A Facebook page called My Stealthy Freedom created by Masih Alinejad shows iranian women without wearing the veil. What made me particularly happy about this story is the fact that in many of the photos taken, there is a man supporting the woman and her choice not to wear a veil.
The caption is brief: “This is Iran… The feeling of the wind blowing through every strand of hair, is a girl’s biggest dream.”
A woman stands in a green valley, staring at a far-off mountain vista. Her arms are covered and her face obscured. Her honey-blond hair is the only clue to her identity.
This is one of thousands of photos posted to Stealthy Freedoms of Iranian Women, a Facebook page dedicated to “Iranian women inside the country who want to share their “stealthily” taken photos without the veil.”
Within the first two days of its creation, 30,000 women posted photos of themselves.
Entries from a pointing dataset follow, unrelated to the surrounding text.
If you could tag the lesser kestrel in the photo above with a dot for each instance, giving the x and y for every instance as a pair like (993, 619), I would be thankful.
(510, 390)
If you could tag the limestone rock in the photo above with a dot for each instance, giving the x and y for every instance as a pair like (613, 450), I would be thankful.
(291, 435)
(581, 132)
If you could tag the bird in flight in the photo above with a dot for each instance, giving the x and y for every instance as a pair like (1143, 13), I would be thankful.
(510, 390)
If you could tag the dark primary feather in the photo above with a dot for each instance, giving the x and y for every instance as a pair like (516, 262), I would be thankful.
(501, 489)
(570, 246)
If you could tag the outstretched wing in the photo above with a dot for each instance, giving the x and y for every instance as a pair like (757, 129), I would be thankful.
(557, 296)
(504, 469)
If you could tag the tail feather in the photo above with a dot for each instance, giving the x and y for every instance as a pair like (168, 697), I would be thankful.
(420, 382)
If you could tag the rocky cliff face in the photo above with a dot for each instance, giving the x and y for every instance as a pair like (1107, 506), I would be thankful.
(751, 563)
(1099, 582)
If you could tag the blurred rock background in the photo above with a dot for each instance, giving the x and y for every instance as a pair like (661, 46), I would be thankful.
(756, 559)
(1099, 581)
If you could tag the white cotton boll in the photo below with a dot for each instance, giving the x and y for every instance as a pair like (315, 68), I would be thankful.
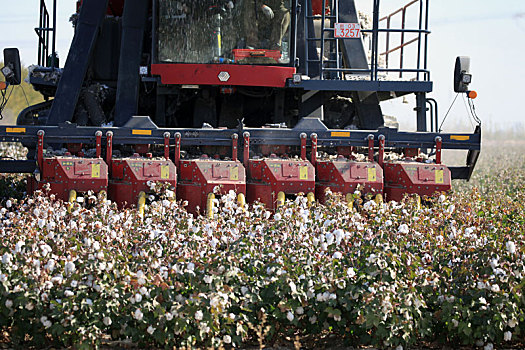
(138, 298)
(46, 249)
(507, 336)
(350, 272)
(372, 258)
(138, 315)
(18, 246)
(511, 247)
(96, 245)
(69, 268)
(403, 228)
(293, 287)
(6, 259)
(329, 238)
(50, 266)
(494, 263)
(199, 315)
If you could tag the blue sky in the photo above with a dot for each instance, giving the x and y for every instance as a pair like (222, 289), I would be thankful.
(492, 33)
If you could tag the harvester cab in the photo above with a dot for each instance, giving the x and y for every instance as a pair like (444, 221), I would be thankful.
(268, 98)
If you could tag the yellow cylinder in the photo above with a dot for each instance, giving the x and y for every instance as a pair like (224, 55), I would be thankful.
(210, 205)
(310, 198)
(72, 199)
(280, 199)
(241, 200)
(350, 201)
(141, 203)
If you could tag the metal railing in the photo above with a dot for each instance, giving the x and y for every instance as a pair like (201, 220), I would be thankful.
(335, 61)
(44, 31)
(402, 44)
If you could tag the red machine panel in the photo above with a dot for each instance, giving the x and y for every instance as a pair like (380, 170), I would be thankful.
(68, 173)
(130, 176)
(412, 177)
(199, 177)
(222, 74)
(344, 176)
(272, 175)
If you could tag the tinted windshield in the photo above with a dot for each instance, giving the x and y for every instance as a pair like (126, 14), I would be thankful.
(213, 31)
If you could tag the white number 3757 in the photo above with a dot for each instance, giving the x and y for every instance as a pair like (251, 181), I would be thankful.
(347, 30)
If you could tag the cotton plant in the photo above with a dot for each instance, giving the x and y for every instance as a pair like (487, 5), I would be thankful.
(389, 274)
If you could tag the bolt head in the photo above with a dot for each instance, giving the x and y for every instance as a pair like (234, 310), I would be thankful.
(224, 76)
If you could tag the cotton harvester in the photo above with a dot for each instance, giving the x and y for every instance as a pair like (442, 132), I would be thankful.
(269, 98)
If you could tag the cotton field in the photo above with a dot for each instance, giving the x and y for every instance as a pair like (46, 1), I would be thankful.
(393, 275)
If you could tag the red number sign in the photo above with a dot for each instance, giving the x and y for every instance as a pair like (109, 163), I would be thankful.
(347, 30)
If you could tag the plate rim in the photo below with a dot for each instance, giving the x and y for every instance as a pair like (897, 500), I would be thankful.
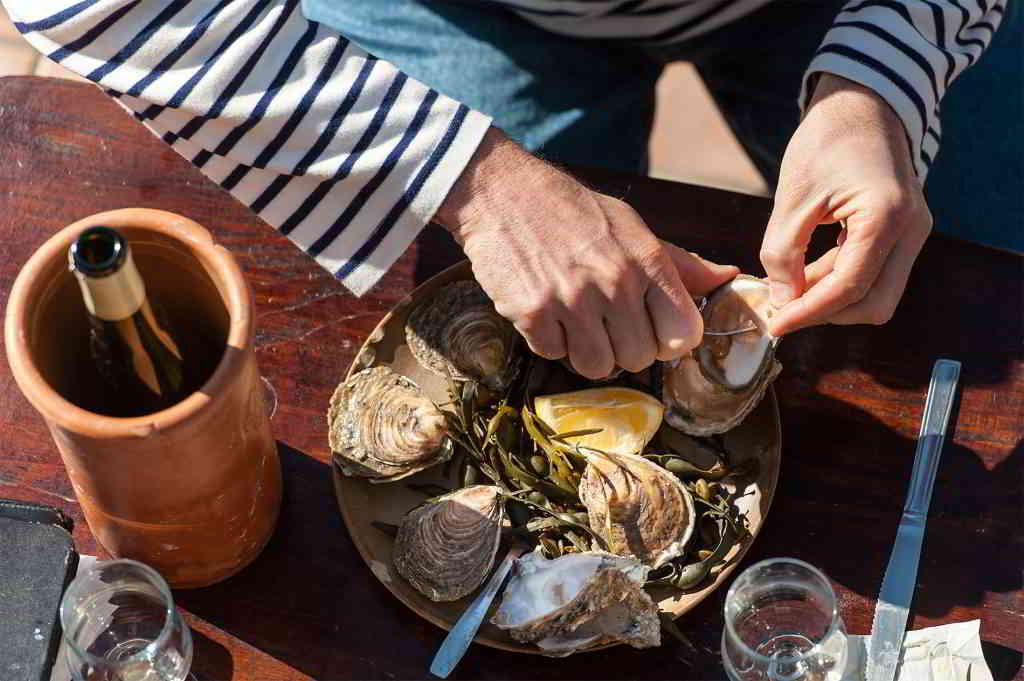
(457, 271)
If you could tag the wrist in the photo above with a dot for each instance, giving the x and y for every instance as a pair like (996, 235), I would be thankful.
(500, 174)
(853, 111)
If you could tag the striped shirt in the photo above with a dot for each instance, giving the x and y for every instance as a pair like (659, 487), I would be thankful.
(350, 158)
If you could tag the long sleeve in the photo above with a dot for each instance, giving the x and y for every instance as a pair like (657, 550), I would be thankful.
(908, 51)
(339, 151)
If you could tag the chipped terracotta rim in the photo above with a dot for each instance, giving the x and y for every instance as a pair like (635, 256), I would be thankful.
(192, 238)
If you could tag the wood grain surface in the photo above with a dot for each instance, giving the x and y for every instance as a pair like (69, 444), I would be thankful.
(850, 398)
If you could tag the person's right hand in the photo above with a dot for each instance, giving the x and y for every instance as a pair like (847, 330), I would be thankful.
(578, 272)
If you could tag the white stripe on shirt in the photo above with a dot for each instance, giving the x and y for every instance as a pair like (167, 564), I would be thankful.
(350, 158)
Two weeks later, the page netted more than 200,000 likes.
“There is a phrase called guilty pleasures in English, you know, like having a fondness for chocolate when you know it’s not good for you,” says journalist and creator Masih Alinejad. “For me, when I was in Iran, taking my veil off, was like thumbing my nose at authority, especially the authority that was forced upon me.”
As The Wall Street Journal reports, come summer Iranian women face heightened scrutiny from the “morality police.”
“For a few weeks at the beginning of warm weather season—when sandals and capri pants and colorful linen tunics replace drab winter coats and boots–Iran’s morality police raid the streets punishing women for daring to show their painted toes, bare ankles and streaks of highlight,” writes WSJ reporter Farnaz Fassihi.
Mounire Charrad, an associate professor of sociology at the University of Texas-Austin and Middle Eastern women’s studies specialist, says she was most struck by three things in the images posted on “Stealthy Freedoms”: the multiple generations of women represented, the supportive comments posted by men and the photos depicting couples or mentioning husbands.
“Women in different places have found ways of expressing their own power in ways that don’t cross to the other side,” she says. “But certainly 100,000 people, with support from men and mothers – it means women are responding to this.”
The article ends beautifully with this woman´s personal story:
In one photo dated May 15, a woman is running in an open field, a colorful scarf streaming behind her. She’s a distant figure; the vastness of the valley and the vivid blue of the sky almost hide her completely.
“My dear Masih,” she writes, “I love this photo dearly. I took it a month ago in Shiraz near Sheshpir River. It was a sunny day and my husband said ‘Don’t you really feel hot? Be comfortable..!’ So I removed my scarf from my head and started running in the plain.. I enjoyed the wind blowing through my hair so much that the sound of my laughter filled the whole plain.”
Featured image shows Masih Alinejad.